A Guillermo le salió un trabajo como becario en una multinacional de Alemania. Quiso buscar otras opciones que lo amarrasen a esta tierra, a la española, para no sentirse tan lejos de su hogar; pero no lo logró, y partió hacia ese otro país. Sus penurias no fueron como las de tantos otros que, a principios de los sesenta, llegaron allá con una mano delante y otra detrás. No, él era un tipo preparado, formado, capaz de discernir un empleo exigente de una verdadera explotación.
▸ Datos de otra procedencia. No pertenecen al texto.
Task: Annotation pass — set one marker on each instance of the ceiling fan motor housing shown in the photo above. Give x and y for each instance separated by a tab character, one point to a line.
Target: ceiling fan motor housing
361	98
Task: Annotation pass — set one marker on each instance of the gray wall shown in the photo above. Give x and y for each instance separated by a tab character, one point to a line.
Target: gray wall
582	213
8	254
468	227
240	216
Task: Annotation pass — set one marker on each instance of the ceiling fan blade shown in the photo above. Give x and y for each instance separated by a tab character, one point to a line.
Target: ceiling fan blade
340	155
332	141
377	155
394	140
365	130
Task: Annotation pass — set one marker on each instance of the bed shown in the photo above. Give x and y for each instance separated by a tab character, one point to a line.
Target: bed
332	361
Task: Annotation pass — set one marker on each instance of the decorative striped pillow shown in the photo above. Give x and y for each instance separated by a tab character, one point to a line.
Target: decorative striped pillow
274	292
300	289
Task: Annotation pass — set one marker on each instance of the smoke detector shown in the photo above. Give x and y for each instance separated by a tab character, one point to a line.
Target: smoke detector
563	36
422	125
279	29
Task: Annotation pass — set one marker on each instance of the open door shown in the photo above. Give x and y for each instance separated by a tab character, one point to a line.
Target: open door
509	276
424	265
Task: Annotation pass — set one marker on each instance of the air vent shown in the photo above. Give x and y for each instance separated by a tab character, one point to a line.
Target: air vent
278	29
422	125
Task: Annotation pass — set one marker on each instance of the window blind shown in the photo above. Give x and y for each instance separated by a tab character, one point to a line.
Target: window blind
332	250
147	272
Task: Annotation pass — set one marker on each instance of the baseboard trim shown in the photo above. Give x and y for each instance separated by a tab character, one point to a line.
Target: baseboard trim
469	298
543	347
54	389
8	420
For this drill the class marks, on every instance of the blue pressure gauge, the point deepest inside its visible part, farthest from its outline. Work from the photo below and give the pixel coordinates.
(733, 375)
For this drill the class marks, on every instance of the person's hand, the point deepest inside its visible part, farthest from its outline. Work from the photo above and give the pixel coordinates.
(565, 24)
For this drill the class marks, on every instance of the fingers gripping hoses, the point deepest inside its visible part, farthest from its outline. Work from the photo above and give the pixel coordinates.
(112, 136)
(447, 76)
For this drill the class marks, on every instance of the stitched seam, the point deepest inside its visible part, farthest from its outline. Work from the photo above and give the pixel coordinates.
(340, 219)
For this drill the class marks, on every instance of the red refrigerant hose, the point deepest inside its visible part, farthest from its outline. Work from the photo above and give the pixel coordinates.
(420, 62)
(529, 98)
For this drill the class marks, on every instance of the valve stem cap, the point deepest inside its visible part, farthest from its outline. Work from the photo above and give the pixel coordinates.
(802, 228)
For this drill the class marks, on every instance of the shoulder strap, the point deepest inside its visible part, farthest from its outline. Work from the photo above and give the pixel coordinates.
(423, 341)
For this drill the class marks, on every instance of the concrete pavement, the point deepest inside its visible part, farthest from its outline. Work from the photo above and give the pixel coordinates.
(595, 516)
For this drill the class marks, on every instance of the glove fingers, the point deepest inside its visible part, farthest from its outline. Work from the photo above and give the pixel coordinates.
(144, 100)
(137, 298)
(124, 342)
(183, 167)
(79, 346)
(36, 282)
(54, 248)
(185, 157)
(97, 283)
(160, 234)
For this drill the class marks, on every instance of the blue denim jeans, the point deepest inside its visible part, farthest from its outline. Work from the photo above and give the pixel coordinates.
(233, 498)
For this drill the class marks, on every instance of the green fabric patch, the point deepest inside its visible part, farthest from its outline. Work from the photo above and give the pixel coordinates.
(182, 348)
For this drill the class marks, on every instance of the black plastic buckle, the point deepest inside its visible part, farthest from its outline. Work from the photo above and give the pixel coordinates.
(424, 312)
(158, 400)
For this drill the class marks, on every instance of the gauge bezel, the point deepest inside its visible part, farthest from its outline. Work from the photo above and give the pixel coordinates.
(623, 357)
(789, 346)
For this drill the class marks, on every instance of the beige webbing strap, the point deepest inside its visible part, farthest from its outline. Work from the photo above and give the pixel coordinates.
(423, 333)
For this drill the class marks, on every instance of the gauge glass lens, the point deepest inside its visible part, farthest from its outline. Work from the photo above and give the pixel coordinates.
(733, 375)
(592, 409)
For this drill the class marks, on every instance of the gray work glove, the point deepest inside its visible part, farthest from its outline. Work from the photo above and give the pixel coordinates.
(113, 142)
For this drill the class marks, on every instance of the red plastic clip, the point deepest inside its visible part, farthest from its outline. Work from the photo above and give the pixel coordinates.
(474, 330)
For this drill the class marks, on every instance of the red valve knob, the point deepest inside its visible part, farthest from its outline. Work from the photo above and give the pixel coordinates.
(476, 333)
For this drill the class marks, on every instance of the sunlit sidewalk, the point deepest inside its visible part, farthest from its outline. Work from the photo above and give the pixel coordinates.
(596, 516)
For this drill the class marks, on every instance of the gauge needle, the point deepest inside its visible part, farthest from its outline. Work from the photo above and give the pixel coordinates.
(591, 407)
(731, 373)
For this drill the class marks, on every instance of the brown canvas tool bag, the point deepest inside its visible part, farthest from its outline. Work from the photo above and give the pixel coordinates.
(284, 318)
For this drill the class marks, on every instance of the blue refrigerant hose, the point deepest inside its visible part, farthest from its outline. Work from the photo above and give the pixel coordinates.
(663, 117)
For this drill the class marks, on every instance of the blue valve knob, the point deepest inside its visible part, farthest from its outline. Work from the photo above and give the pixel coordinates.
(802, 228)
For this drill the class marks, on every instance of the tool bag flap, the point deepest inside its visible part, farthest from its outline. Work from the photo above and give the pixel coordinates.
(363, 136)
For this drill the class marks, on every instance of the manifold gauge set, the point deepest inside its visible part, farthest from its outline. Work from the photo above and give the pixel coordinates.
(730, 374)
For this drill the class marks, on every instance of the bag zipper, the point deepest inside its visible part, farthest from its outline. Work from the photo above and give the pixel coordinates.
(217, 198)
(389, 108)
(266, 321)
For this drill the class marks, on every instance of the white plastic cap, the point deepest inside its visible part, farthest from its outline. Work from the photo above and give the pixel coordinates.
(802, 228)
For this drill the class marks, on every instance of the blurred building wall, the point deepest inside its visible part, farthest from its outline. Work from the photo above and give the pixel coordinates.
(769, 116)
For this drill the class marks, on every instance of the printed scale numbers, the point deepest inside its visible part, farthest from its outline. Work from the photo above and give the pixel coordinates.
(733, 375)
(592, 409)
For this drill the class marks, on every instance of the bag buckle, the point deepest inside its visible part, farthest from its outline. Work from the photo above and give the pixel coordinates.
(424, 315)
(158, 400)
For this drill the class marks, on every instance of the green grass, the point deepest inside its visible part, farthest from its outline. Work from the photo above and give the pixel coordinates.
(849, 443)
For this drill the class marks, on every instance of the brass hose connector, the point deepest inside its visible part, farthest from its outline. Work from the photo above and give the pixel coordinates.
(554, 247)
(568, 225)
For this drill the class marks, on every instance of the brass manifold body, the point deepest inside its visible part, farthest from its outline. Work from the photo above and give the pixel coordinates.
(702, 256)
Pero también lo pasó mal: echaba de menos el desorden, la luz, el bullicio, las noches interminables, las puestas de sol compartiendo una cerveza, la alegría innata de la gente, el olor de las tabernas al caminar por las zonas viejas de la ciudad... de cualquier ciudad de este país.

Allí añoraba todo lo que oliera a español, qué más da si era el olor de Extremadura, Asturias o Andalucía. Hizo migas con tipos que venían de todas esa regiones porque, allí lejos, la tierra de todos ellos era la misma. Él se dio cuenta de que ese lazo de unión era, como cuando aterrizó años atrás en la capital, una sensación íntima, más allá de planteamientos históricos, geográficos o lingüísticos.

Vamos de patria en patria. Erigiremos la patria de Ourense cuando en Santiago pretendan ahondar en la discriminación del interior gallego; alzaremos la voz y nos pondremos de pie cantando “Os Pinos” si alguna vez lo escuchamos en un rincón perdido de la meseta; hablaremos delicias de las gentes, la gastronomía, las costumbres y el arte románico español si alguien osa ponerlos en entredicho más allá de la frontera pirenaica... ¿Cuántas patrias seremos capaces de albergar en nuestros corazones? ¿Por qué solo una patria en lugar de muchas complementarias? ¿No será mejor aglutinar que excluir? ¿Alzar fronteras no fue, muchas veces, el preludio de aciagas ansias de conquista? Ustedes dirán.